Friday, January 9, 2015

Electronic Signaures Degree Zero

J.B.B. Inv. Partners, Ltd. v. Fair, No. A140232 (D1d2 Dec. 30, 2014)

This is that weird case from a few weeks ago that was ordered depublished by the panel only a few hours after it was issued. Now, following a publication request under Rule of Court 8.1120 and some minor modifications, the court re-orders the opinion published in the official reports.

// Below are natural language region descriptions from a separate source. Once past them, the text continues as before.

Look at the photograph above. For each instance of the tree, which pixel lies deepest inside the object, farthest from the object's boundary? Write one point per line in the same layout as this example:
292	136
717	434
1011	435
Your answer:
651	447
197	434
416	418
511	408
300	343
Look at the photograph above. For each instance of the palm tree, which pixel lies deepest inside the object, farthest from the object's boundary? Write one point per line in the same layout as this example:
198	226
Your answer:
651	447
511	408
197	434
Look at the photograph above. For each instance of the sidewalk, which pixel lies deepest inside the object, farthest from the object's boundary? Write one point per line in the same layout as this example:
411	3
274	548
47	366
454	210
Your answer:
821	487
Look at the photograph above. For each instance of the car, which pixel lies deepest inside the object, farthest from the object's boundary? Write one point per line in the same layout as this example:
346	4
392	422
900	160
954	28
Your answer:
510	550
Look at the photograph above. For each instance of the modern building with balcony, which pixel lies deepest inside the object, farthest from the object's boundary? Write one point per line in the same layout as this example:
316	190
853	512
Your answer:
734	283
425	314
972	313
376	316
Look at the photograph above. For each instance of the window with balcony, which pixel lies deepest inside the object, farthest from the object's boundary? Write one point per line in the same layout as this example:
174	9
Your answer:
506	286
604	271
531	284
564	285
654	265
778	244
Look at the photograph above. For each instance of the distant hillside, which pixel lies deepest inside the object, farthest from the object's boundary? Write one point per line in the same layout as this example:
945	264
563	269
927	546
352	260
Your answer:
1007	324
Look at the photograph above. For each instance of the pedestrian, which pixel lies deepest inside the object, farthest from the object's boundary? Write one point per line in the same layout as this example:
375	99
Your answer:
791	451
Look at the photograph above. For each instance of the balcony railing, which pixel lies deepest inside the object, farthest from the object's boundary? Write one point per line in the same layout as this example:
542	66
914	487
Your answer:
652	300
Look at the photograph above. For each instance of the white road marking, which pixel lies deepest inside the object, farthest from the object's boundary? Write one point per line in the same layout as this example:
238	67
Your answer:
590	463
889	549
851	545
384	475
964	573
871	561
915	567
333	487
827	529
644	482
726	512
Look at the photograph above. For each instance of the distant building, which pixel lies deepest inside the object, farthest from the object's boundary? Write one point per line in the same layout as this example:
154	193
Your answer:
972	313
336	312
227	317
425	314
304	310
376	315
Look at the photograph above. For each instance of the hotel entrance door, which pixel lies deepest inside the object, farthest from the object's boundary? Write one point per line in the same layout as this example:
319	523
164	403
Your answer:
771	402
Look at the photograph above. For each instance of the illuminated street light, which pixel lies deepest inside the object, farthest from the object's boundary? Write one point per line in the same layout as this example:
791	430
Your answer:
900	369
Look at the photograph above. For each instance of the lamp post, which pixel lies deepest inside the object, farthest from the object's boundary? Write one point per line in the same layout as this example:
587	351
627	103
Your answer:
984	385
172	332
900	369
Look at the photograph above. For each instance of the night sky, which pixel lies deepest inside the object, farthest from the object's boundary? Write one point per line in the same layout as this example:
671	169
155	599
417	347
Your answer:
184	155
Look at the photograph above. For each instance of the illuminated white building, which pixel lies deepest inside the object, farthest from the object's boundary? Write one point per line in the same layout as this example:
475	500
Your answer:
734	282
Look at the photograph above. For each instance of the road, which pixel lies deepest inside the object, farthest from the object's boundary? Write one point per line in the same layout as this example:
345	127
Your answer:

So the question is whether defendant’s printed name at the end of an email accepting the terms of a settlement was a “signature” under the Uniform Electronic Transactions Act, Civil Code § 1633.1, et seq. Before any complaint was filed, plaintiff sent defendant an email outlining a potential settlement. Defendant responded, somewhat ambiguously, that he disputed the facts in the email but that he agreed. His email was followed by his printed name. After being asked to clear up the ambiguity, defendant sent another email, and also a text message and a voicemail, confirming that he would agree to the terms. In the interim, plaintiff filed its complaint.

But when it came time to sign off on the formal settlement, defendant balked. Plaintiff then filed a motion to have the settlement enforced under Code of Civil Procedure § 664.6. In support, it submitted the various communications as proof that a settlement existed. Defendant opposed, arguing, duress, lack of sleep, that he was pro per at the time, and that he had only agreed to agree. The trial court—which made specific findings doubting the defendant’s veracity—found that there had been a meeting of the minds, and ordered the terms of the settlement enforced.

Prior cases have made clear that, in order for a settlement agreement to be enforceable under § 664.6, it needs to be signed by the actual parties, not just their counsel.  The issue comes down to whether the defendant’s printed name at the end of his email is an “electronic signature” under the UETA. As the recently decided Ruiz case explains, under Civil Code § 1633.9(a), a signature generally satisfies the Act when it can be attributed to an act of the signatory. But the court here finds that to be a necessary, but not sufficient, condition of creating an electronic signature. To be all Roland Barthes about it, the court essentially says that, under the definitional provision in §1633.2(h), a signifier is only a sign of a signature when what is signified is the signatory’s intent that the signifier signify a formal electronic recognition of the agreement. Viz, writing your name at the end of an email is not necessarily a manifestation of your intent to
sign a document like one would sign a contract.

Here, the evidence did not establish that the parties agreed that their email correspondence could constitute a formalization of the terms of the settlement. Absent such evidence, the fact that defendant agreed that he typed his name at the email was insufficient warrant a finding that he “signed” the settlement under § 664.6. Nor did the fact that the correspondence could establish an agreement under the common law of contract require a different result. Section 664.6 requires a signature. Without it, an agreement can’t be enforced under its authority, even if the law would otherwise deem the agreement to be a valid contract.